I departed with the high voltage battery at 93% SOC and arrived at 84% SOC, so I consumed about 7 kW on the trip over the 300 mile trip, mostly supporting the HVAC unit that was set at 73F. I was seeing nominal demand around 600 to 900 watts. Outside temperatures were in the mid 70's during most of the trip.

On a 100 mile segment beginning and ending at sea level, with light winds and a speed target of 62 MPH the fuel economy was 16.7 MPG. I never used TrekDrive on this trip.

The LightShip tows very well. Compared to the Airstream it feels like you always have a strong wind at your back. When I let off the accelerator there is no sudden deceleration like a feel with the Airstream because of all the wind resistance pushing on the Airstream

I also feel much more comfortable towing at higher speeds with the LightShip.
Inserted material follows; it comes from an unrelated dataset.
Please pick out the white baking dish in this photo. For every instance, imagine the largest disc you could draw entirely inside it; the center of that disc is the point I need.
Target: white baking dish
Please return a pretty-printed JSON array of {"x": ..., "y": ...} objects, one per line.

With the Airstream I felt uncomfortable going more then 62 MPH. Today with the LightShip I found my cruise speeds feeling natural up to around 70 MPH.

And the heads were turning at the gas stations. It is interesting to watch people when they first see the LightShip. I think many people are trying to process what the machine is at first glance.

 

[Neal]

Does LS have a web portal that allows you to monitor the electricals like Victron's VRM? Also something LS could use to collect data if customers allowed?